Telkom SA SOC Ltd., South Africa’s biggest landline provider, will pay its first dividend since 2011 and revamp its operations to revive falling earnings. The stock gained the most in more than two months.
The company will reorganize its consumer and wholesale business units into three parts focusing on residential users, corporate customers and networks, Chief Executive Officer Sipho Maseko said by phone on Monday. That should improve the efficiency of the company and boost the financial performance, he said.
“A major part of this review is looking at a deep functional separation between our wholesale and retail business,” Maseko said in the interview. “That’s the first intervention, to make sure that there’s a much clearer line of sight in terms of the performance of each and every business.”
Telkom is cutting jobs to reduce costs as consumers switch to data-enabled smartphones and tablets from landlines. The Pretoria-based company is also trying to increase profit at its mobile service, South Africa’s fourth-biggest, and boost sales of its Internet offering.
Telkom shares gained as much as 4.6 percent, the most since March 30, and traded 1.2 percent higher at 66.79 rand as of 9:58 a.m. in Johannesburg. That values the company at 34.9 billion rand.
The phone operator, about 40 percent owned by the South African government, will pay a combined ordinary and special dividend of 2.45 rand ($0.20) per share after debt declined 92 percent to 151 million rand, the company said in a statement on Monday. That will be the first dividend since a 1.45 rand payout four years ago and the biggest since 2009, according to data compiled by Bloomberg
Net income was 3.3 billion rand in the 12 months through March, down from 3.9 billion rand a year earlier, while fixed-line voice revenue fell 14 percent to 6.9 billion rand.
“We are still in the stability phase of our turnaround,” Maseko said. “We probably need another 24 months but so far the steps we have taken have enabled the firm to be stable,”

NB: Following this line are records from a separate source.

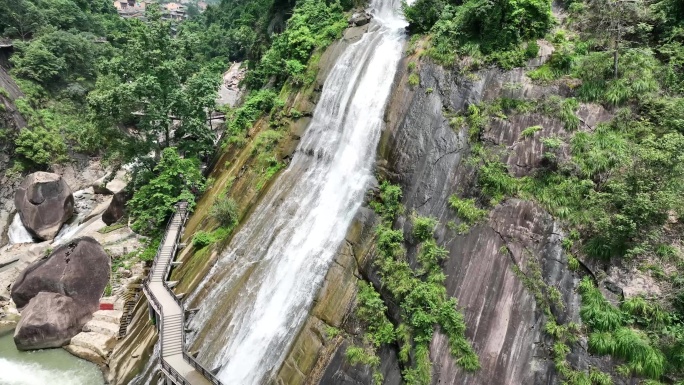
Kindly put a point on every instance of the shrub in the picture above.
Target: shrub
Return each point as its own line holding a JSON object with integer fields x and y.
{"x": 389, "y": 203}
{"x": 372, "y": 311}
{"x": 530, "y": 131}
{"x": 202, "y": 239}
{"x": 414, "y": 80}
{"x": 423, "y": 227}
{"x": 41, "y": 147}
{"x": 225, "y": 210}
{"x": 173, "y": 179}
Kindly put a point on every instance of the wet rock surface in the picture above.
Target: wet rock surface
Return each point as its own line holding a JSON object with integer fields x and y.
{"x": 49, "y": 320}
{"x": 422, "y": 153}
{"x": 78, "y": 269}
{"x": 45, "y": 202}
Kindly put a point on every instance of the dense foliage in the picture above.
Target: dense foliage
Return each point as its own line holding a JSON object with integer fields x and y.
{"x": 498, "y": 31}
{"x": 419, "y": 293}
{"x": 173, "y": 179}
{"x": 128, "y": 90}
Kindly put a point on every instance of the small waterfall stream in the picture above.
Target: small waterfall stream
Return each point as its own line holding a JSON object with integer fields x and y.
{"x": 17, "y": 233}
{"x": 260, "y": 291}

Maseko is trying to bring employee costs to 25 percent of sales from 29 percent currently, the CEO said. Full-year revenue rose 3.1 percent to 26 billion rand while staff costs fell 3.6 percent to 8.8 billion rand.
“That ratio needs to fall,” Maseko said. “If our revenues don’t improve we obviously have to be even more focused in getting efficiencies right.”
Telkom is still pursuing a network-sharing agreement with MTN Group Ltd., Africa’s largest phone company, even though the two South African operators have been in talks for more than a year, according to Maseko.
“All transactions that we commit ourselves too, we commit ourselves to them with gusto and energy,” he said. “It’s in the hands of the regulator and we will work with the regulator until the final decision is reached.”